The BERTopic model achieved a c_v coherence score of **0.4204**, this indicates an above avagera level of semantic consistency with topics that it extracted. In the context of consumer product reviews, where language can highly subjective, and contain a lot of noise in the data, the modeal was able to capture the topics well and with even with text tha can often be informal. Since coherence scores that range between the 0.35–0.55 range are considered good, this result suggests that BERTopic successfully identified interpretable and meaningful themes across our Amazon Beauty reviews. 

This scores and the visuals obtaine earlier show that  the top words in each topic shows strong co-occurrence patterns and shared contextual meaning. Overall, the coherence performance confirms that a transformer-based, embedding-driven approach produces well-structured topics that align closely with human interpretations of review content.    ---> Pair these results with the overview

## Topic Diversity 

### BERT

In [7]:
# Topic Diversity 

#High topic diversity = the model is capturing many different themes rather than repeating the same idea in multiple topics.

#Typical ranges: 0.50 & below poor and topic usually repeats Above .70 is good the middle is moderate

#.70–0.90 → High diversity (excellent)
# Initial assumption: I believe that BERTopic will outperform LDA/LSA here as well.

# Using the top 10 words per  -> (This is uniform) 
u_words = set()
t_words = 0

for topic_id in set(topics):
    top_words = [word for word, _ in topic_model.get_topic(topic_id)[:10]]
    t_words += len(top_words)
    u_words.update(top_words)

topic_dei = len(u_words) / t_words
print("BERTopic Topic Diversity:", topic_dei)


BERTopic Topic Diversity: 0.6383561643835617


The model achieved a topic diversity score of **0.638**, which suggest that the topics are fairly distinct from one another and not overly repetitive. Eventhough it’s not extremely high, it still showcases the model's ability to capture a wide range of themes from the reviews. This level of diversity means users can get more varried insights across topics, even if a few of them slightly overlap in meaning.  ---> Pair these results with the tree

## Silhouette Score (Clustering Performance)

### BERT

In [8]:
# Import the og embeddings 
#Og Embeddings  Deleted them will add them if needed. 
embeddings = np.load("../cleaned_data/embeddings/embeddings.npy")
#print("Loaded embeddings:", embeddings.shape) 

In [9]:
from sklearn.metrics import silhouette_score

#extracting the topic labels
labels = np.array(topics)

# Removing any outlier  outliers (-1) -> none from the visuals. but just incase. 
mask = labels != -1
filtered_embeddings = embeddings[mask]
filtered_labels = labels[mask]

print("Original:", len(labels), "Filtered:", len(filtered_labels))

score = silhouette_score(filtered_embeddings, filtered_labels)
print("BERTopic Silhouette Score:", score)

Original: 5000 Filtered: 3692
BERTopic Silhouette Score: 0.05022962763905525


For clustering performance, the BERTopic model gave a silhouette score of 0.05 after removing outliers.

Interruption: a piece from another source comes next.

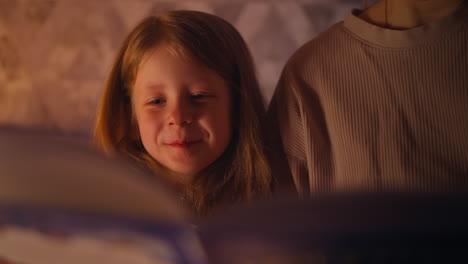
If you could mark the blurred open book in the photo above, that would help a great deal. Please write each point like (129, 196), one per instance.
(62, 202)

This isn’t surprising for beauty review data since people describe products in all kinds of ways, and the themes naturally overlap. So even though the clusters aren’t super tight or clearly separated in the embedding space, the model still manages to pull out meaningful patterns. When you look at this together with the coherence and diversity results, it shows that BERTopic can still capture useful, real-world topics even if the underlying clusters are a bit loose, which honestly reflects how messy human-written reviews usually are.